Dubai welcomed 4.75 million international overnight visitors in the first quarter of 2019, posting over two per cent increase in tourism volumes compared to the same period last year.
That is according to the latest data released by the Department of Tourism & Commerce Marketing in Dubai.
Steadily picking up from a stable 2018 performance, Dubai’s tourism sector saw optimistic indicators from its top volume generators and its emerging growth drivers, setting the pace for 2019 both in terms of visitation numbers and GDP contribution.
In key highlights, India started strong, holding on to its position as Dubai’s largest source market, while the kingdom of Saudi Arabia and the UK maintained their second and third positions respectively, as the city continued to refresh its proposition and sustain its dynamic appeal to these traditional bases.
The first quarter of the year also saw results with leisure-related experiential offerings expanding to include Bluewaters Island, located off the coast of Jumeirah Beach Residence, with the upcoming Ain Dubai – the world’s largest observation wheel – set to become the centrepiece of the island’s various retail, residential, hospitality and entertainment zones.
Early 2019 also saw the opening of the Pointe – a 1.4 million square foot waterfront dining and entertainment development overlooking Atlantis, the Palm.
Between January to March 2019, further strides were made to expand Dubai’s hospitality offering to match the evolving needs of visitors, with the openings of new hotels including the W Dubai – the Palm and Mandarin Oriental Jumeirah.
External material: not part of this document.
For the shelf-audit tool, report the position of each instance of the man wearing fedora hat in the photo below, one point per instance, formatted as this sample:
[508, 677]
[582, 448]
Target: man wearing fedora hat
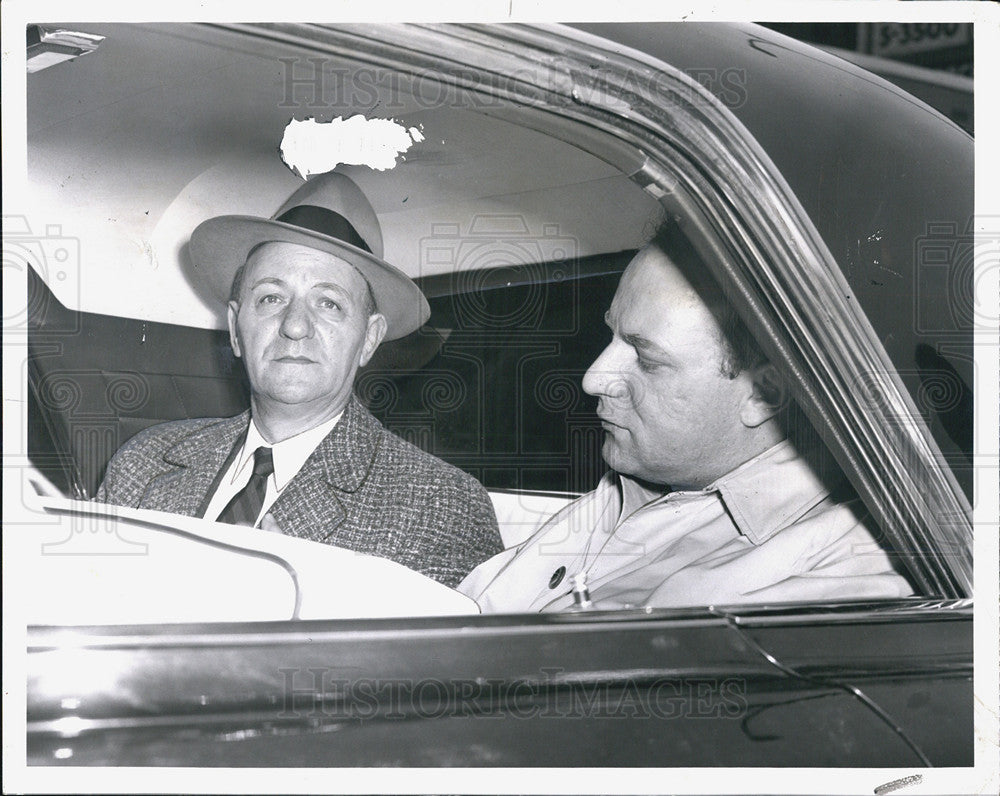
[309, 301]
Average occupancy for the hotel sector stood at 84 per cent, underscoring the industry’s stability despite the rising inventory supply, with establishments delivering a combined 8.63 million occupied room nights during the first three months of the year.
Spread across a total of 717 establishments, Dubai’s hotel room inventory stood at 118,039 at the end of March 2019, up eight per cent compared to the same period last year.
Luxury five-star hotels constituted 34 per cent of the emirate’s total inventory, with four-star hotels commanding a 26 per cent share.
Helal Saeed Almarri, director general, Dubai Tourism, commented: “Tourism as a sector continues to be one of the most interconnected, and consequently highly diversified pillars of Dubai’s GDP, making our economic contribution imperative for collective growth.
“Our Vision 2022-25, as set out by sheikh Mohammed Bin Rashid Al Maktoum, ruler of Dubai, is backed by several targeted strategic programmes for delivery by 2020-22, of which over 70 per cent are well under-way already.
“We recognise the need for accelerated delivery to ensure that Dubai becomes the number one most visited, preferred and revisited global city for both leisure and business travellers.”